|Tom Thumb and Lavinia Warren - 1863|
Anyone writing of Barnum today has to take a defensive stance on the exploitation of the deformed or disabled, although Barnum himself feels no need to do so. This is not because Barnum was a vile man, but rather that it was not thought of as manipulation. I bring this up only to point out that we live in a culture that would find freak shows morally wrong, but this attitude, for good or bad, is cultural. We accept that this ogling of the strange is wrong, yet the underlying desire that led to the popularity of freakshows still exists. Whether this desire is merely morbid curiosity, a ritualistic attempt to keep the grotesque or unfortunate at a distance, or something altogether different, is beyond me. But I remembered something when I was thinking about the Barnum autobiography. About two years ago, I was walking down the Venice Beach, and passed the Venice Beach Freakshow, one of the few extant freakshows in the nation. The barker, an unusually tall, thin, and pale man, clad in all black with lanky white hair, was calling out his spiel: "Come See the Venice Freak Show, We have a show on AMC, Same station as Breaking Bad." Obviously, I paraphrase, but the salient details of his spiel, that they had a show on AMC and that this was the same station as Breaking Bad, are completely accurate. Another detail: Everyone kept walking past.

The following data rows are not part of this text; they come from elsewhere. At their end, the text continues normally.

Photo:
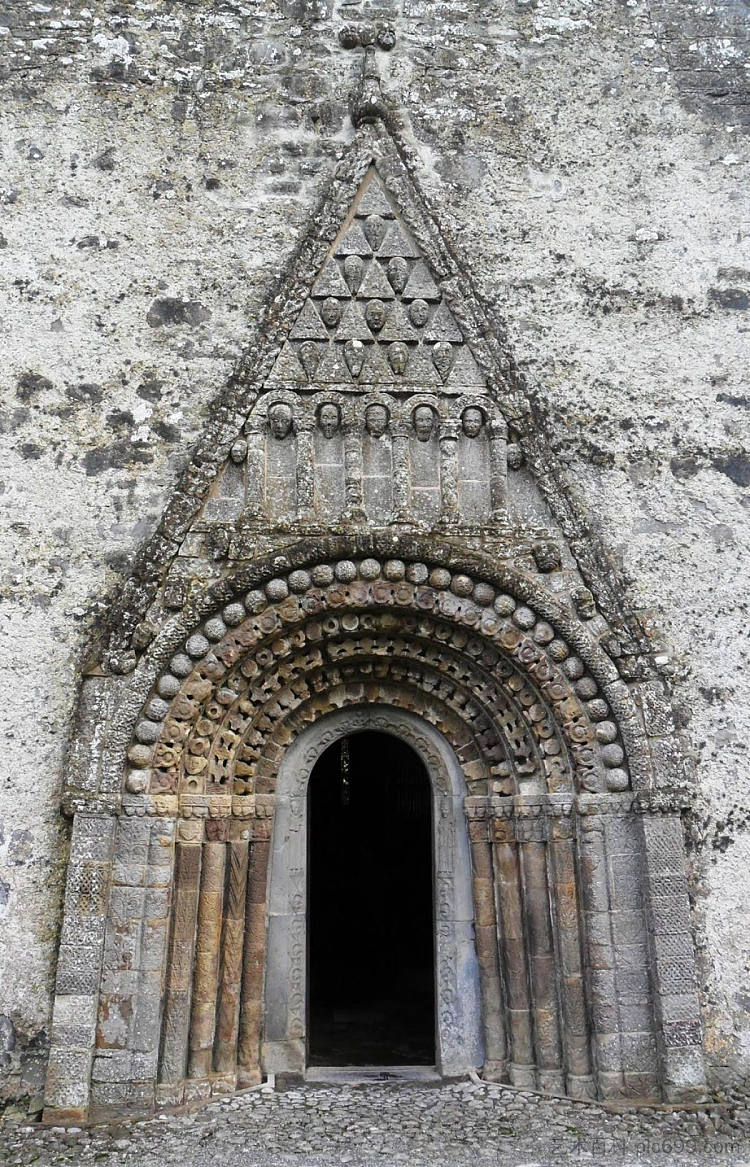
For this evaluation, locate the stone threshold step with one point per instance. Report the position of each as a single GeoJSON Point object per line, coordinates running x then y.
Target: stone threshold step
{"type": "Point", "coordinates": [357, 1075]}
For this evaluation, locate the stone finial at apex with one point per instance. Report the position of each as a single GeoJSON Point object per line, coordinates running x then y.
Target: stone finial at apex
{"type": "Point", "coordinates": [355, 36]}
{"type": "Point", "coordinates": [368, 104]}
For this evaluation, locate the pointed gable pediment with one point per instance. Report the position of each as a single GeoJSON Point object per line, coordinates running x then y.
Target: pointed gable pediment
{"type": "Point", "coordinates": [376, 287]}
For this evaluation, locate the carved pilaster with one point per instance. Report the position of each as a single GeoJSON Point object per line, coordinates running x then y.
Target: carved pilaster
{"type": "Point", "coordinates": [253, 957]}
{"type": "Point", "coordinates": [485, 929]}
{"type": "Point", "coordinates": [511, 924]}
{"type": "Point", "coordinates": [179, 989]}
{"type": "Point", "coordinates": [401, 434]}
{"type": "Point", "coordinates": [354, 473]}
{"type": "Point", "coordinates": [207, 962]}
{"type": "Point", "coordinates": [228, 1021]}
{"type": "Point", "coordinates": [256, 470]}
{"type": "Point", "coordinates": [306, 468]}
{"type": "Point", "coordinates": [449, 472]}
{"type": "Point", "coordinates": [498, 469]}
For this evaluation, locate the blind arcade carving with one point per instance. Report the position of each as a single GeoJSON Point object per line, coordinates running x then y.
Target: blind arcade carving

But Freakshow isn't the only freak show on reality tv, just the only one that admits to it. The old standbys are there. We have dwarfs (Little People, Big World) and the fat man (The Biggest Loser) as well as any other number of human oddities from people who eat toilet paper (My Strange Addiction) to people who live in squalor (Hoarders) to unique communities (Breaking Amish) to women who have unusually many children (Jon & Kate Plus Eight; 19 Kids and Counting). But why does a society that finds freakshows morally indefensible not have a problem indulging in what is essentially the same form of entertainment? Here's a hint: Many of the shows on the above list are on TLC.
TLC, for those of you that don't know, stands for The Learning Channel. Their viewers don't watch My Strange Addiction to ogle the freaks, no, of course not, they're there to learn about these conditions, they watch Breaking Amish to try to understand. People who would never go to the Venice Beach Freak Show, or any freak show, are still willing to watch a reality program about a freak show. It's a way to indulge in whatever curiosity satisfying/catharsis inducing element provided by freakshows, without the attendant guilt.